Aktuellen Marktuntersuchungen zufolge sind drei Viertel aller Unternehmen gegenüber CRM on-Demand noch unentschlossen. Nur 18 Prozent haben dazu eine positive Haltung. Als nachteilig empfinden es viele Unternehmen, ihre Kundendaten außer Haus zu geben. Für negative Stimmung sorgten außerdem die Schlagzeilen von mehrtägigen Server-Ausfällen bei salesforce.com Ende Dezember 2005 und im Januar 2006 in den USA. Damit werden die Zweifel an der Sicherheit der Datenhaltung genährt.
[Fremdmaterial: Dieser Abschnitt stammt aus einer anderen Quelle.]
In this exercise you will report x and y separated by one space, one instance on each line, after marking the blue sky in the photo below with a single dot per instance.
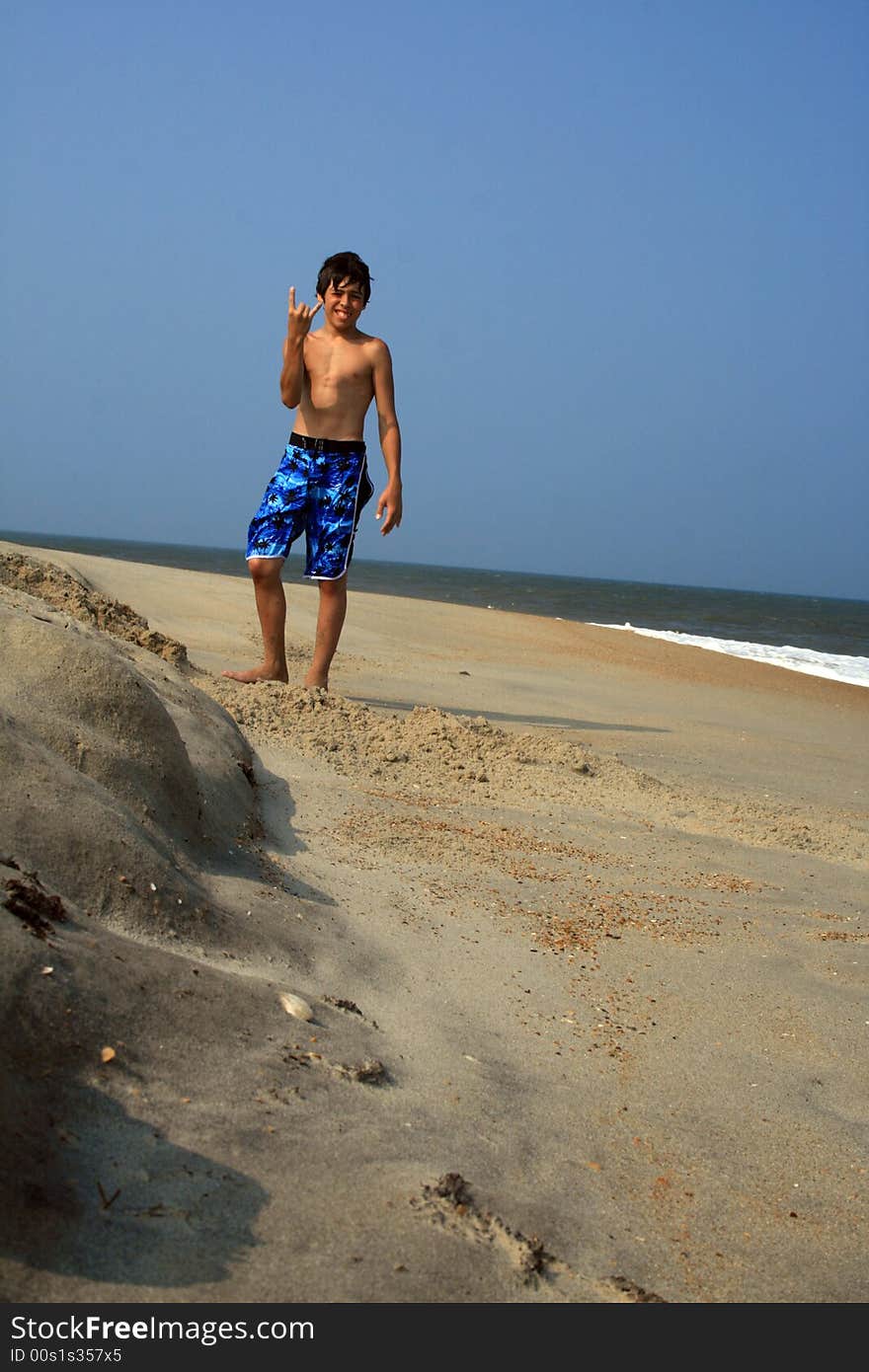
619 254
Trotzdem will sich offenbar kein CRM-Anbieter dem Thema verschließen. So bietet SAP seine CRM-Software inzwischen ebenso über das Internet an wie Microsoft, Sage und viele deutsche CRM-Hersteller, allerdings meist in Ergänzung zu ihren klassischen inhouse-Lösungen mit bequemen Umstiegsmöglichkeiten. Das ermöglicht den Kunden einen preiswerten Einstieg in ihr CRM-Projekt. Aber wo bleiben die Kunden?
Diesen Fragen wollen wir hier im Kreis der Experten der Competence Site nachgehen. Dabei interessieren uns besonders Ihre Erfahrungen aus der Praxis und Ihre persönlichen Einschätzungen.